Projects
Warrior Code

Warrior Code

MVP-to-v1 redesign of a mobile-first social platform for martial artists. Design system, key screens, and information architecture.

UI Design ✦ Design Systems ✦ Mobile-First ✦ Social PlatformDec 15, 2024

Warrior Code came to me as a rough MVP that needed its first real version: a mobile-first social platform for martial artists. Training logs, community feed, gym pages, news. My job was to take the loose early build and make it coherent, consistent, and actually shippable.

The process: research first, low-fidelity mockups to validate structure, refinement rounds, then high-fidelity design with stakeholder feedback throughout.

I looked into how the martial arts community actually talks about training online, forums, subreddits, YouTube comment sections, existing fitness and combat sports apps. The consistent thread: martial artists don't want a generic fitness app with a new coat of paint. They want something that understands the culture, the hierarchy of belts, the relationship between student and coach, the value of technique and discipline over ego.

That research shaped every visual decision too. The color palette, red, black, and white, isn't arbitrary. In martial arts these colors carry real weight: black represents mastery and discipline, white represents the beginner's mindset and respect for the practice, and red brings intensity and fighting spirit, the color of competition corners, warning flags, and earned rank in several disciplines. The palette doesn't try to look like a martial arts app. It draws from what martial arts actually means to the people who practice it.

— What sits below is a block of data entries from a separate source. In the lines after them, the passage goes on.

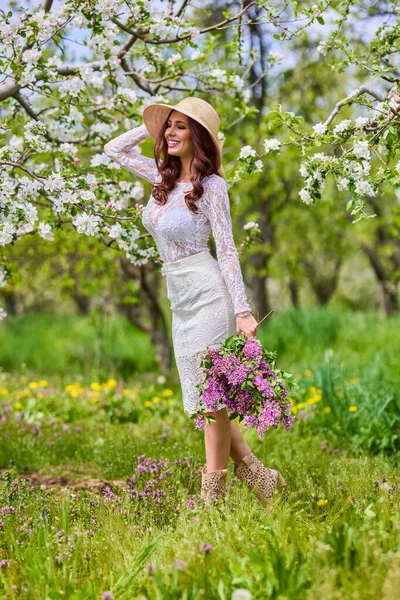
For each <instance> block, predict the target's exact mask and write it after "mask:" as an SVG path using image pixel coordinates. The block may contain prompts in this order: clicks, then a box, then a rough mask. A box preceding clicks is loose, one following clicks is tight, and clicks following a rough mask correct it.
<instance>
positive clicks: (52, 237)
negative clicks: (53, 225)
mask: <svg viewBox="0 0 400 600" xmlns="http://www.w3.org/2000/svg"><path fill="white" fill-rule="evenodd" d="M38 234H39V235H40V237H41V238H43V239H44V240H47V241H49V242H51V241H53V240H54V235H53V232H52V230H51V226H50V225H49V224H48V223H44V222H43V221H41V222H40V223H39V225H38Z"/></svg>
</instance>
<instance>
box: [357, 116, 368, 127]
mask: <svg viewBox="0 0 400 600" xmlns="http://www.w3.org/2000/svg"><path fill="white" fill-rule="evenodd" d="M368 122H369V119H368V117H357V119H356V120H355V125H356V128H357V129H363V128H364V127H365V125H366V124H367V123H368Z"/></svg>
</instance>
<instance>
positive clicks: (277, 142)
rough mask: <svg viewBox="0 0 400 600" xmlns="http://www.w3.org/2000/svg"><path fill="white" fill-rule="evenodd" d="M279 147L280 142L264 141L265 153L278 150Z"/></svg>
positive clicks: (270, 140)
mask: <svg viewBox="0 0 400 600" xmlns="http://www.w3.org/2000/svg"><path fill="white" fill-rule="evenodd" d="M280 145H281V143H280V141H279V140H277V139H275V138H273V139H271V140H265V142H264V149H265V152H267V153H268V152H269V151H270V150H279V146H280Z"/></svg>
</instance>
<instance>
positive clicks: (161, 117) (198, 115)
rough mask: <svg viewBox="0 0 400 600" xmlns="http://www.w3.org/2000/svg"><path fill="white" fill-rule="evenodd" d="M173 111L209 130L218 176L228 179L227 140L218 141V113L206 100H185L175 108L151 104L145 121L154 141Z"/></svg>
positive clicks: (191, 98)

I started with a customer journey map covering the three core flows: new user onboarding, gym owner setup, and social engagement. Getting that down first meant the team and I were aligned on where the friction was before anything got designed around it. From there, the sitemap followed naturally, locking the full product structure before touching any screens.

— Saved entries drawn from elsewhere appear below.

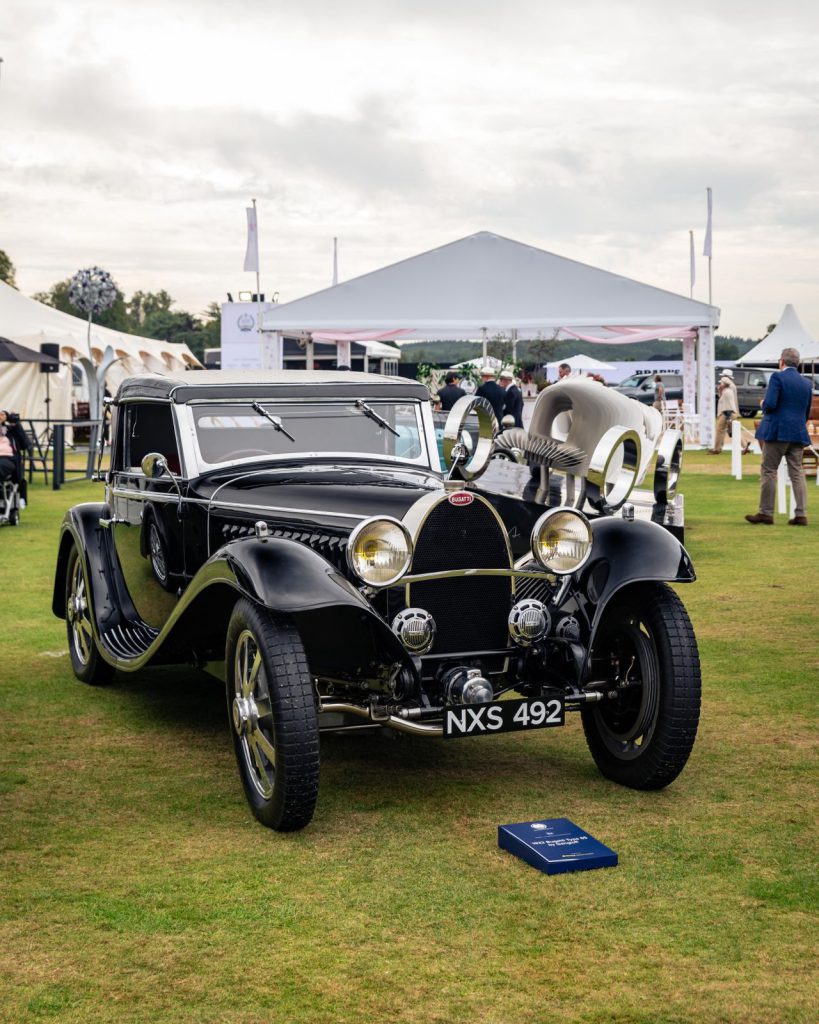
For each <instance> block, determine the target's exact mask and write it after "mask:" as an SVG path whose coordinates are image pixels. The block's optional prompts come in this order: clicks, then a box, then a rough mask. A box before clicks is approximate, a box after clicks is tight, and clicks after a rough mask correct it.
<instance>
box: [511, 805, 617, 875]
mask: <svg viewBox="0 0 819 1024" xmlns="http://www.w3.org/2000/svg"><path fill="white" fill-rule="evenodd" d="M498 845H499V846H500V847H501V849H502V850H508V851H509V853H514V855H515V856H516V857H520V859H521V860H525V861H526V863H527V864H530V865H531V866H532V867H536V868H537V870H538V871H544V872H545V873H546V874H562V873H563V872H564V871H588V870H591V869H592V868H593V867H614V866H616V863H617V854H616V853H614V851H613V850H610V849H609V848H608V847H607V846H603V844H602V843H600V842H599V841H598V840H596V839H595V838H594V837H593V836H590V835H589V833H587V831H584V830H583V828H580V827H578V826H577V825H575V824H574V822H573V821H569V819H568V818H545V819H543V820H541V821H519V822H518V823H517V824H512V825H499V826H498Z"/></svg>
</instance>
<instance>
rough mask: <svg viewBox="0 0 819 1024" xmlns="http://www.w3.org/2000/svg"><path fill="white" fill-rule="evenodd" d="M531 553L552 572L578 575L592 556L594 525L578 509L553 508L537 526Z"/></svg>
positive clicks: (560, 573)
mask: <svg viewBox="0 0 819 1024" xmlns="http://www.w3.org/2000/svg"><path fill="white" fill-rule="evenodd" d="M531 551H532V554H533V555H534V557H535V558H536V559H537V561H538V562H540V563H541V565H543V567H544V568H545V569H547V570H548V571H549V572H555V573H556V574H557V575H566V574H567V573H569V572H574V571H575V570H576V569H578V568H579V567H580V566H581V565H583V563H584V562H585V561H586V560H587V558H588V557H589V555H590V554H591V553H592V526H591V524H590V522H589V520H588V519H587V518H586V516H585V515H583V514H581V513H580V512H577V511H576V510H575V509H570V508H559V509H550V511H549V512H546V513H545V514H544V515H542V516H541V518H540V519H538V520H537V522H536V523H535V524H534V529H533V530H532V531H531Z"/></svg>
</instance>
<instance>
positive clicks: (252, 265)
mask: <svg viewBox="0 0 819 1024" xmlns="http://www.w3.org/2000/svg"><path fill="white" fill-rule="evenodd" d="M246 209H247V214H248V251H247V252H246V253H245V269H246V270H255V271H256V273H258V272H259V232H258V230H257V227H256V207H255V206H249V207H247V208H246Z"/></svg>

Then design system first. Components and tokens locked before anything else, that's what kept the rest of the work fast and consistent.

Login and onboarding set the tone from the first screen. Clean, focused, nothing over-designed.

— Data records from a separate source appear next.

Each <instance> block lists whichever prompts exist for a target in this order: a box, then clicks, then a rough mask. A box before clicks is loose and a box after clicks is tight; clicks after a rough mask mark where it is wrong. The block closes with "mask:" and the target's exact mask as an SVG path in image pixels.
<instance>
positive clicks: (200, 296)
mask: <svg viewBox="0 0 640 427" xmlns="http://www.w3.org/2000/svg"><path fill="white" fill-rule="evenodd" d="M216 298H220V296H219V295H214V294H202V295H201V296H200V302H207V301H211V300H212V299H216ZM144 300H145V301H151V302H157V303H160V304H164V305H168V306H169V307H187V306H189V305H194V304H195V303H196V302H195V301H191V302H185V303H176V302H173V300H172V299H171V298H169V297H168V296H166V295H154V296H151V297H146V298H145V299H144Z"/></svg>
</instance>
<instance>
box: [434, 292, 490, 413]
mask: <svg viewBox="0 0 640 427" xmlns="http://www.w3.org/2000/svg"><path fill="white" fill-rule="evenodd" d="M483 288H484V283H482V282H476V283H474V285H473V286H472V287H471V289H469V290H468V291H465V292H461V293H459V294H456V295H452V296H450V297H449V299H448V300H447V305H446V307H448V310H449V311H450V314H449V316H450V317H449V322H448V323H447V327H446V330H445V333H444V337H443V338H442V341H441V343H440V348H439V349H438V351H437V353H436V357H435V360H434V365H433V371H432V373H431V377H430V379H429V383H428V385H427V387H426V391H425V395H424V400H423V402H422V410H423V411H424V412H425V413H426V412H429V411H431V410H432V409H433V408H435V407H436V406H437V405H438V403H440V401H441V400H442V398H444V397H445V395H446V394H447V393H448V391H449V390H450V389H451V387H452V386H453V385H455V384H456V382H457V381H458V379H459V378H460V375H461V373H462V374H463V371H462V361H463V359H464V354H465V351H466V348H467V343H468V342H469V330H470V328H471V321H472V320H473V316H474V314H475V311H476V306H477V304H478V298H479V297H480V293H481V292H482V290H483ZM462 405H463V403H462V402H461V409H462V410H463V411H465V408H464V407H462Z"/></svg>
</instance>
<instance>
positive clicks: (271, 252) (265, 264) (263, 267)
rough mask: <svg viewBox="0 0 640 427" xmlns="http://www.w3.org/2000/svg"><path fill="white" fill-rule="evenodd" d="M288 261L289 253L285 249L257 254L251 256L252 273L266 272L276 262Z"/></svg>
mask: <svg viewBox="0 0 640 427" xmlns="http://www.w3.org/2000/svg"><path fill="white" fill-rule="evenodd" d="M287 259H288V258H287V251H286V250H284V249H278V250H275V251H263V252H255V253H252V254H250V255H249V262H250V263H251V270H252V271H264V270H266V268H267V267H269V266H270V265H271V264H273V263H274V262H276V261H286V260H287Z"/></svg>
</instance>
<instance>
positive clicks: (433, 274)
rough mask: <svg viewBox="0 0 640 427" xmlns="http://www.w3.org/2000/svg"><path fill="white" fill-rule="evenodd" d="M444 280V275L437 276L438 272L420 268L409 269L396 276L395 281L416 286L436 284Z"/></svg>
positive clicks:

The feed, news, and events pages leaned into content-first. The community's posts and updates should be the product, not the interface around them.

This project taught me a lot. Designing a social platform means thinking in repeatable units, the post card, the reaction bar, the avatar and metadata header all need to work in a feed, on a profile, in a notification. Componentizing for that kind of surface area is a different challenge from a marketing site or a dashboard, and it pushed me to be more systematic about how I built the design system. I also came away with a genuine appreciation for how much cultural specificity matters when you're designing for a passionate niche. Martial artists know immediately whether something gets their world or not. There's no faking it. The research wasn't just useful background; it was what made the branding feel earned rather than applied.